Mais changeons de discours, et me dites, Seigneur,
Par quel ordre aujourd’hui vous m’offrez votre cœur.
735Est-ce pour obliger ou Domitie ou Tite ?
N’ose-t-il me quitter à moins que je le quitte ?
Et peut-il à son rang si peu se confier,
Qu’il veuille mon exemple à se justifier ?
Me donne-t-il à vous alors qu’il m’abandonne ?

DOMITIAN.

740Il vous respecte trop : c’est à vous qu’il me donne,
Et me fait la justice, en m’enlevant mon bien,
De vouloir que je tâche à m’enrichir du sien ;
Mais à peine il le veut, qu’il craint pour moi la haine
Que Rome concevroit pour l’époux d’une reine.
745C’est à vous de juger d’où part ce sentiment.
En vain, par politique, il fait ailleurs l’amant ;
Il s’y réduit en vain par grandeur de courage :
À ces fausses clartés opposez quelque ombrage ;
Et je renonce au jour, s’il ne revient à vous,
750Pour peu que vous penchiez à le rendre jaloux.

BÉRÉNICE.

Peut-être ; mais, Seigneur, croyez-vous Bérénice
D’un cœur à s’abaisser jusqu’à cet artifice,
Jusques à mendier lâchement le retour

  1. Allusion à l’affranchi Félix.

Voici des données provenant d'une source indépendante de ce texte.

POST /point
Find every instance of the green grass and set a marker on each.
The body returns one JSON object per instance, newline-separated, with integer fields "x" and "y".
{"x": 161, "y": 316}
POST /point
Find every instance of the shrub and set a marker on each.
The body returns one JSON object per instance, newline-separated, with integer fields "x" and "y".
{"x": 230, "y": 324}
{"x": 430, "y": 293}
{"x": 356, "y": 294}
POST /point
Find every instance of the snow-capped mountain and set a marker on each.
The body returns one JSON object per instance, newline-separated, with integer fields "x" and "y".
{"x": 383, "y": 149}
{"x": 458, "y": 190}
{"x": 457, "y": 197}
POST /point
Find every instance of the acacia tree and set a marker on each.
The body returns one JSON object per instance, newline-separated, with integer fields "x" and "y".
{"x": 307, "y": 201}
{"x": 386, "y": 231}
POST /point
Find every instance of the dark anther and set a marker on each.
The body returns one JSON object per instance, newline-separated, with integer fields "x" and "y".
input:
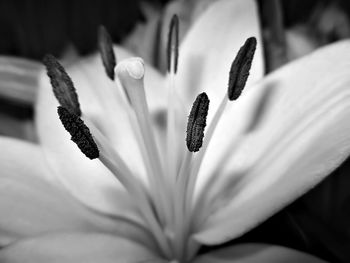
{"x": 173, "y": 43}
{"x": 105, "y": 46}
{"x": 62, "y": 85}
{"x": 197, "y": 122}
{"x": 80, "y": 133}
{"x": 240, "y": 69}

L’affranchi Antonius Félix, que d’autres nomment Claudius Félix, fut procurateur de Judée sous les empereurs Claude et Néron. Suétone (Vie de Claude, chapitre xxviii) l’appelle trium reginarum maritum. Il épousa successivement Drusilla, petite-fille d’Antoine et de Cléopâtre, et une autre Drusilla, fille du roi Hérode Agrippa. Sa troisième femme est inconnue. — Racine parle aussi de l’affranchi Félix, dans sa Bérénice (acte II, scène II) :
    De l’affranchi Pallas nous avons vu le frère,
    Des fers de Claudius Félix encor flétri,
    De deux reines, Seigneur, devenir le mari ;
    Et s’il faut jusqu’au bout que je vous obéisse,
    Ces deux reines étoient du sang de Bérénice.
    L’une des deux Drusille que Félix épousa était sœur de Bérénice.